Beyond that, Putin knows U.S. mid-term elections are likely to weaken Biden further amid domestic disputes over the Supreme Court’s overturning of the Roe v. Wade abortion protections and gun law disputes. Even as Putin’s war grows uglier, Americans are seeing less of it on their TV screens.
Meanwhile, German Chancellor Olaf Scholz is also looking weaker than in his first days in office, as he this weekend hosted the G-7 leaders in the Bavarian Alps.
Scholz faced such a storm of criticism that he’s been dragging his feet on heavy weapons deliveries to Ukraine that his Defense Ministry was compelled to publish a full list of completed and planned deliveries, including seven self-propelled Panzerhaubitze 2000 howitzers that at long last have arrived in Ukraine.
It’s worth remembering that Europe’s greatest moments of forward progress typically come at times of crisis, as has been the case again following Putin’s war in Ukraine.
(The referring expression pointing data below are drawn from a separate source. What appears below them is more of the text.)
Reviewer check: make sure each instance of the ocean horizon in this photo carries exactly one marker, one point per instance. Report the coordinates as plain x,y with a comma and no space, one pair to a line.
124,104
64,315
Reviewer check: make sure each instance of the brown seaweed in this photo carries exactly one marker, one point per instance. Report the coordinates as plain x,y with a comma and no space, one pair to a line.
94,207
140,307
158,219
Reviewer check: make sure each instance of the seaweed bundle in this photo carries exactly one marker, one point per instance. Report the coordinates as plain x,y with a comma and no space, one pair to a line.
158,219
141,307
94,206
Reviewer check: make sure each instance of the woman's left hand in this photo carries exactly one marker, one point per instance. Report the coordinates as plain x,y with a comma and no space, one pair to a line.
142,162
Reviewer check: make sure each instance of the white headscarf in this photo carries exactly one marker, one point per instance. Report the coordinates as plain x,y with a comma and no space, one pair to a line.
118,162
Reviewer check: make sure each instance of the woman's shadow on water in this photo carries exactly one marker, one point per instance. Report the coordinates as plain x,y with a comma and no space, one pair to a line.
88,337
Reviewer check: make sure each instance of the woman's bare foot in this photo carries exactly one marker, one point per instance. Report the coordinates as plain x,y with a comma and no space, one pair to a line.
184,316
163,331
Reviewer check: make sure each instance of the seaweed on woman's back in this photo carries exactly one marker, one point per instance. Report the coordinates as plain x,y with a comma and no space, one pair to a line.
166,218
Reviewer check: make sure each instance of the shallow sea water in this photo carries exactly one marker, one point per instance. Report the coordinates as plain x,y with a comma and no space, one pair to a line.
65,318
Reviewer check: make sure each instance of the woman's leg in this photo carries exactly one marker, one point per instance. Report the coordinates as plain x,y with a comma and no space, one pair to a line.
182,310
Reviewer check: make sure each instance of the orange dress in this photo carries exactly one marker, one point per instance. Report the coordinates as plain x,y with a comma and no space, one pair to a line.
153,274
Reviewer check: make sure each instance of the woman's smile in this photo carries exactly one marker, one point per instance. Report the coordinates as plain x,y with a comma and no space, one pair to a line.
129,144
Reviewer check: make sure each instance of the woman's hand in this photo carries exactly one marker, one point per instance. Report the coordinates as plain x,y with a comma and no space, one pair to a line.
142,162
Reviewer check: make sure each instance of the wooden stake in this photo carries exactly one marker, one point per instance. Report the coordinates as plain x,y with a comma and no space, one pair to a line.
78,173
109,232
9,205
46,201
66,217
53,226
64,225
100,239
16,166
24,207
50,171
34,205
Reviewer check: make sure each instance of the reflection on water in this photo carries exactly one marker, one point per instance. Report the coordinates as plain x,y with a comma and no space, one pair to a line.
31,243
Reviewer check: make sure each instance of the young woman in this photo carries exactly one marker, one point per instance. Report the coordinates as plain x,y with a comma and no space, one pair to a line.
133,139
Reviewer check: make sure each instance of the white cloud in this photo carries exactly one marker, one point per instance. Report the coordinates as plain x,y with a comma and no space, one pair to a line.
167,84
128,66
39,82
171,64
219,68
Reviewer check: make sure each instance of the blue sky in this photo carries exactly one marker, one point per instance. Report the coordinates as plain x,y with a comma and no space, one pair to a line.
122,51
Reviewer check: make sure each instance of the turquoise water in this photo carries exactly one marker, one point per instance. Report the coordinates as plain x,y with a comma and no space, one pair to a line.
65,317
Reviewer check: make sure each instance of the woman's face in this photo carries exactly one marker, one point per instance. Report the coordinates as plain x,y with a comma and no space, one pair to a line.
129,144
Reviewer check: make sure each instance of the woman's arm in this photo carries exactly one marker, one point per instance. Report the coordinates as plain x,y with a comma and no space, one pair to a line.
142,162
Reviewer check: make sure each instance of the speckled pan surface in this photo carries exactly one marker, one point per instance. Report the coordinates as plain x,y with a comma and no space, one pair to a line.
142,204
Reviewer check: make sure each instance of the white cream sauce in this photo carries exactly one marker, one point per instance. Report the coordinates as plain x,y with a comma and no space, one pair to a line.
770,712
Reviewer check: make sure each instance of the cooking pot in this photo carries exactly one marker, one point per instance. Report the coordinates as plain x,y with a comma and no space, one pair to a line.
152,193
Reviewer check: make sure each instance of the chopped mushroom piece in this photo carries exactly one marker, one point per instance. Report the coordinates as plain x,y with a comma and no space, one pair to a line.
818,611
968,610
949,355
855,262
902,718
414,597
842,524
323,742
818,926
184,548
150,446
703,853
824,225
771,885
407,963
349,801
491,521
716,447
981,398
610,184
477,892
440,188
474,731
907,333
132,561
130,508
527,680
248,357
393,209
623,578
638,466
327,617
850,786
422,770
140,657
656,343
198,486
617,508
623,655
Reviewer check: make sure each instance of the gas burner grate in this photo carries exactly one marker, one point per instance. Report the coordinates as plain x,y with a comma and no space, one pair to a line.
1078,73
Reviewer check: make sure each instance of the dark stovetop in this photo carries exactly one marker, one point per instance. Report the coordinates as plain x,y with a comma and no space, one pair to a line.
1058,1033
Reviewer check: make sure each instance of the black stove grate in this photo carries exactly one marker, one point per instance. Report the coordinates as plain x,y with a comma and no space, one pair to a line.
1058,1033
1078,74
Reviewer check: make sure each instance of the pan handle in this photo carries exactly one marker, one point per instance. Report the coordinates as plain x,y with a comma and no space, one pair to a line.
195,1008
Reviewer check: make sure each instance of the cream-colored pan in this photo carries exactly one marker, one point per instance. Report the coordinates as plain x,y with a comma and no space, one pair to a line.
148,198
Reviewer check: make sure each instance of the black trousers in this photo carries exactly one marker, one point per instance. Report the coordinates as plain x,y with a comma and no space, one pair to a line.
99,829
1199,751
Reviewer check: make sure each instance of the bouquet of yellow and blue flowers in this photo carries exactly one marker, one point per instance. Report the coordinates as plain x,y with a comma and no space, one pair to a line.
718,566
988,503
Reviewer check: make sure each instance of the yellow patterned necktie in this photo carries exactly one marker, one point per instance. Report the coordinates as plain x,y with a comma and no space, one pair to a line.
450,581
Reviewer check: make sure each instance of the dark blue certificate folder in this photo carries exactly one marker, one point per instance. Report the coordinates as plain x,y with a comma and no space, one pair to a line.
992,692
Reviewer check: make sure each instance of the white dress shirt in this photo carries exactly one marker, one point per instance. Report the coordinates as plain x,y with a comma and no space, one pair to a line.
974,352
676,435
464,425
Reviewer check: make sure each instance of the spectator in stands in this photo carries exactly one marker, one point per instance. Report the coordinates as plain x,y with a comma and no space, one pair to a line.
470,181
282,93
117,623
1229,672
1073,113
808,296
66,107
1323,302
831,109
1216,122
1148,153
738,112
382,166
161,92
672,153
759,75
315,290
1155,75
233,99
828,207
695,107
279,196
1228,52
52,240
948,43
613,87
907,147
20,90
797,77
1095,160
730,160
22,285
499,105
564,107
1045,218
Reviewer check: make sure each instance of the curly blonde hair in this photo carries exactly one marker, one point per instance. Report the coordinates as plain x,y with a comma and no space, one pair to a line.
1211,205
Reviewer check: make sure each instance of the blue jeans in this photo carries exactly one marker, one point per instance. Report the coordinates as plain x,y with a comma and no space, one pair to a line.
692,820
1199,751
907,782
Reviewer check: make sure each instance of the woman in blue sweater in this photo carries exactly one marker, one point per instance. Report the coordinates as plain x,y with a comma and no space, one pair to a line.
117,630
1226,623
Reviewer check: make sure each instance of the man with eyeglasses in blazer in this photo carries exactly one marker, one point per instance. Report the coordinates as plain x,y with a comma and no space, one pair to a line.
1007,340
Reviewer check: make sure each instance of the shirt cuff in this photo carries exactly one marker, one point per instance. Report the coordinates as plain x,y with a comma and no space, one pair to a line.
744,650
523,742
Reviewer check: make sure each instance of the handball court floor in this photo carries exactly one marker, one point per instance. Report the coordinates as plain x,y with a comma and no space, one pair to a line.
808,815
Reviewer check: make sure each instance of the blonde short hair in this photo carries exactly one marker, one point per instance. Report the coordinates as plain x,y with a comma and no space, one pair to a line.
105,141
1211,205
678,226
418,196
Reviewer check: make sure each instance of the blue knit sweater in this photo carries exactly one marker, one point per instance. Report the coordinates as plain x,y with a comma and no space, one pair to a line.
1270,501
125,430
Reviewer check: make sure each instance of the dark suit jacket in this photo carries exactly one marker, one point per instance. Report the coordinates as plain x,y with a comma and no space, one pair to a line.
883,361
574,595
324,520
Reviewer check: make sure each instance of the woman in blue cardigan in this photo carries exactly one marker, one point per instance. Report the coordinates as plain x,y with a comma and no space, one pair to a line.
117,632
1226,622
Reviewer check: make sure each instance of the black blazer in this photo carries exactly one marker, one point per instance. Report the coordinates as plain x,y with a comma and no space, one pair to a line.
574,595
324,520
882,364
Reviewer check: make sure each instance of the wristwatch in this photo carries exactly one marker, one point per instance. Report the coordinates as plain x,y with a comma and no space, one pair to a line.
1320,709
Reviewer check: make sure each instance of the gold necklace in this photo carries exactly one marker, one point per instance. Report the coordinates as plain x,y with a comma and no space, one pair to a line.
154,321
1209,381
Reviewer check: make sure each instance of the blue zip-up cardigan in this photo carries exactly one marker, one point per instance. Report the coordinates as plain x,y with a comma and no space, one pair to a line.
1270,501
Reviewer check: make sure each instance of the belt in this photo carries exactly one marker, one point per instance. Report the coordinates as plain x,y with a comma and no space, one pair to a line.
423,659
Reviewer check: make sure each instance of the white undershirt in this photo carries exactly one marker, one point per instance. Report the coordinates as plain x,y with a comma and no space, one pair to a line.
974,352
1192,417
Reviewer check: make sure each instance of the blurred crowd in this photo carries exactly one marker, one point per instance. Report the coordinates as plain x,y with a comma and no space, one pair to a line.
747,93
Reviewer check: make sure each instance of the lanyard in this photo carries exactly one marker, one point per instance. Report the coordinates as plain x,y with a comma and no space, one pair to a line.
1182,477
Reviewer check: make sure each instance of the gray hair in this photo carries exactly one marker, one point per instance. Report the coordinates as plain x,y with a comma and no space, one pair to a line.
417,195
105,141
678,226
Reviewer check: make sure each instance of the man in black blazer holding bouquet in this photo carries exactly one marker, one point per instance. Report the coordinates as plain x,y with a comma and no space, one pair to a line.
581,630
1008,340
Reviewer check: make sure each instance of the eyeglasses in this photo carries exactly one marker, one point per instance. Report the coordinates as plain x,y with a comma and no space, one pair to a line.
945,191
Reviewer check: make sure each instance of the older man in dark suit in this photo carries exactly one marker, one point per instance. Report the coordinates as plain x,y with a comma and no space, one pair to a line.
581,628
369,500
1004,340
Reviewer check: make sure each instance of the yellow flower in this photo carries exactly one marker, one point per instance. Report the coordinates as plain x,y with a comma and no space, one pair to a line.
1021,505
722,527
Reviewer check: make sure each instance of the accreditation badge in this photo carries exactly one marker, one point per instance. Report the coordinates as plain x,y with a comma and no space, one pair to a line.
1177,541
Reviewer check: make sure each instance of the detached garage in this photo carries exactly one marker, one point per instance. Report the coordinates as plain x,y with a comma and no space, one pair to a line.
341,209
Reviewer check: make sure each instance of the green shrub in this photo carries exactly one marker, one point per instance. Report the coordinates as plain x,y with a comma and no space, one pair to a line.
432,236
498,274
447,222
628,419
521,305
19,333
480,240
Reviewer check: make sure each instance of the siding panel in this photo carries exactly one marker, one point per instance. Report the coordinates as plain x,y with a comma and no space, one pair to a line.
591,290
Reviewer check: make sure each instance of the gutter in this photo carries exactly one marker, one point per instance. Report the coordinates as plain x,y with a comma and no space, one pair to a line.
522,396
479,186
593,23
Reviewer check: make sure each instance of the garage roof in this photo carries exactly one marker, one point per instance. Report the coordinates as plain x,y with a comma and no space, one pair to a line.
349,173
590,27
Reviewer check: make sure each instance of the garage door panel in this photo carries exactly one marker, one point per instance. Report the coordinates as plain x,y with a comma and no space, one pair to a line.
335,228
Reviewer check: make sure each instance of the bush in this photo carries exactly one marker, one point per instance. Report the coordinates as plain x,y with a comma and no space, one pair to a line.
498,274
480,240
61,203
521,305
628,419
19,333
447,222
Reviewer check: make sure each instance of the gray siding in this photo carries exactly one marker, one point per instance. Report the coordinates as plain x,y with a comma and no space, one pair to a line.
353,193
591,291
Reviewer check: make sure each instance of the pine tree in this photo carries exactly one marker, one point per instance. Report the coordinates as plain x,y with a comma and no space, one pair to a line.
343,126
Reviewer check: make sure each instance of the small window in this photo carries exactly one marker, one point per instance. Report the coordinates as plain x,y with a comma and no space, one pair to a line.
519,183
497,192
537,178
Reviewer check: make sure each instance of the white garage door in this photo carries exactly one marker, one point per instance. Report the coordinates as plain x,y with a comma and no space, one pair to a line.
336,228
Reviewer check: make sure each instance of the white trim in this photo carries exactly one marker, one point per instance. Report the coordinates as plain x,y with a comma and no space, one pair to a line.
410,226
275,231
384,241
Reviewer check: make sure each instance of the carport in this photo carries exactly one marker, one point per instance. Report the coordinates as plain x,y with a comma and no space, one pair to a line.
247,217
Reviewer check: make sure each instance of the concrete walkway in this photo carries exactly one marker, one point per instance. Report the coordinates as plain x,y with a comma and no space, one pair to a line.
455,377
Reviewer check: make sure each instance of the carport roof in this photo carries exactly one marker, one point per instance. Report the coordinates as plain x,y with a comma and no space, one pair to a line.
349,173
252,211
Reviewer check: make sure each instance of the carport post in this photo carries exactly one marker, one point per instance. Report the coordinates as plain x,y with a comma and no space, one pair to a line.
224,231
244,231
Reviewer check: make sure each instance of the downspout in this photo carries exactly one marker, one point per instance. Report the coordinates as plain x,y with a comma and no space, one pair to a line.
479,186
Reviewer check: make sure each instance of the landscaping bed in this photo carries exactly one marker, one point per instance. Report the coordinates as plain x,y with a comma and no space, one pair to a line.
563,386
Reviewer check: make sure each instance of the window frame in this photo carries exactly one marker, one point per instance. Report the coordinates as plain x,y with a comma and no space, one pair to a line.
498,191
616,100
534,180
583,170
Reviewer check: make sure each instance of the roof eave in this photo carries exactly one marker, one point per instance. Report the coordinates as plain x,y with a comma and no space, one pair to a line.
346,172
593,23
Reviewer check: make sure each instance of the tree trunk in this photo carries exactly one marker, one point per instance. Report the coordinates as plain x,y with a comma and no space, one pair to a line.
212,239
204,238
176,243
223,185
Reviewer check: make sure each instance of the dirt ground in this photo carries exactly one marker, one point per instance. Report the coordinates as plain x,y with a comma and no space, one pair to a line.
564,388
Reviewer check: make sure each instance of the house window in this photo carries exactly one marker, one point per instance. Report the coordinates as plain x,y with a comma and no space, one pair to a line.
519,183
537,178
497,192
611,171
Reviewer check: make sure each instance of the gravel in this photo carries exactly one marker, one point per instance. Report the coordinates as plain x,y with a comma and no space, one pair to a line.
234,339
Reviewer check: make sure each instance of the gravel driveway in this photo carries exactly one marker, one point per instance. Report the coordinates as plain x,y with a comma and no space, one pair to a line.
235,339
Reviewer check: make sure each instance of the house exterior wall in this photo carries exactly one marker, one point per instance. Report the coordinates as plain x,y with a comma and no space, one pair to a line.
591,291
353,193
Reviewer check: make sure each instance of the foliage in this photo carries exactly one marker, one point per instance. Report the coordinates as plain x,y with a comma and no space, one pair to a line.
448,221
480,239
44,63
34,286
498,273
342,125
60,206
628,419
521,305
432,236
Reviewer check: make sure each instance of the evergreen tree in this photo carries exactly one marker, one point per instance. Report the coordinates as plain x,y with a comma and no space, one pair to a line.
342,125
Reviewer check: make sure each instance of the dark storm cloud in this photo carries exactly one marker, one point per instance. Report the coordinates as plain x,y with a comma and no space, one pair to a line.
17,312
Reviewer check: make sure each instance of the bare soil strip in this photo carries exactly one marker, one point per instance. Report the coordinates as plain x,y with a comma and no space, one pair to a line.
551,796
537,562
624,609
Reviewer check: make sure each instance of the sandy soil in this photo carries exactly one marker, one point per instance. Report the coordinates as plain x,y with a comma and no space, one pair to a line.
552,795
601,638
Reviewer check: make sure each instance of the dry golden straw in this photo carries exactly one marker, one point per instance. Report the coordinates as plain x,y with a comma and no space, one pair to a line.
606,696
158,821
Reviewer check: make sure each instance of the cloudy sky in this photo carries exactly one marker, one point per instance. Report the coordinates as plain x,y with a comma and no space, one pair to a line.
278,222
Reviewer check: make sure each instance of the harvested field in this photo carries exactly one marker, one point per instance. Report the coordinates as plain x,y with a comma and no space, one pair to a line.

It’s at such times that member states better manage their divisions and work more effectively around the EU’s mind-bending bureaucracy.
The problem is that the current European divide that looks hardest to fix is a fundamental disagreement over how important a Ukrainian victory is and what it would take to bring it about.
The closer you live to Russia as a European Union citizen, the more you argue, as I did in this space on June 5, that Putin doesn’t need the diplomatic off-ramp that Macron is offering but rather the dead-end that can only be brought by tougher sanctions and a more effective Ukrainian counter-offensive backed by longer-range weapons.
Russia’s closest neighbors know that a bad peace where Ukraine gives up new territory can only provide a respite before Putin resumes his imperial efforts to take all of Ukraine and ultimately other former Soviet areas.
In Western Europe, the desire is greater for a peace that would end the war now, even if the outcome leaves Putin in power and, as Macron has said, avoids humiliating him.
“Despite the celebratory rhetoric in Brussels about the European Union’s surprisingly robust response to Russia’s invasion of Ukraine,” writes Eoin Drea this week in Foreign Policy, “the war has not united the bloc in any unprecedented or transformative way. In fact, it’s having exactly the opposite effect. Beneath the soaring vista of Ukraine as a catalyst for a more muscular and geopolitically effective EU lie deep divisions, shifting allegiances, and a much more complex reality.”
Counterbalancing that gloom, France’s Macron, Germany’s Scholz, Italian President Mario Draghi, and Romanian President Klaus Iohannis visited Kyiv on June 16. Shortly after they returned, the European Parliament voted with 529 votes to 45 against and 14 abstentions to adopt a resolution calling on the Heads of State or Government to grant EU candidate status to Ukraine the Republic of Moldova, which they have now done.
That symbolism must now be complemented by even greater substance. The rewiring of the EU has only just begun to strengthen its defenses, diversify its energy sources, tighten its transatlantic links and ensure Ukraine’s survival as a sovereign, free European state.
To stay the course, European leaders and citizens must understand what they are doing isn’t just for Ukraine but even more for themselves. The lessons from two devastating World Wars and a Cold War are that staying unified is a pre-requisite for victory and that appeasing despots is always self-defeating.
— Frederick Kempe is the President and Chief Executive Officer of the Atlantic Council.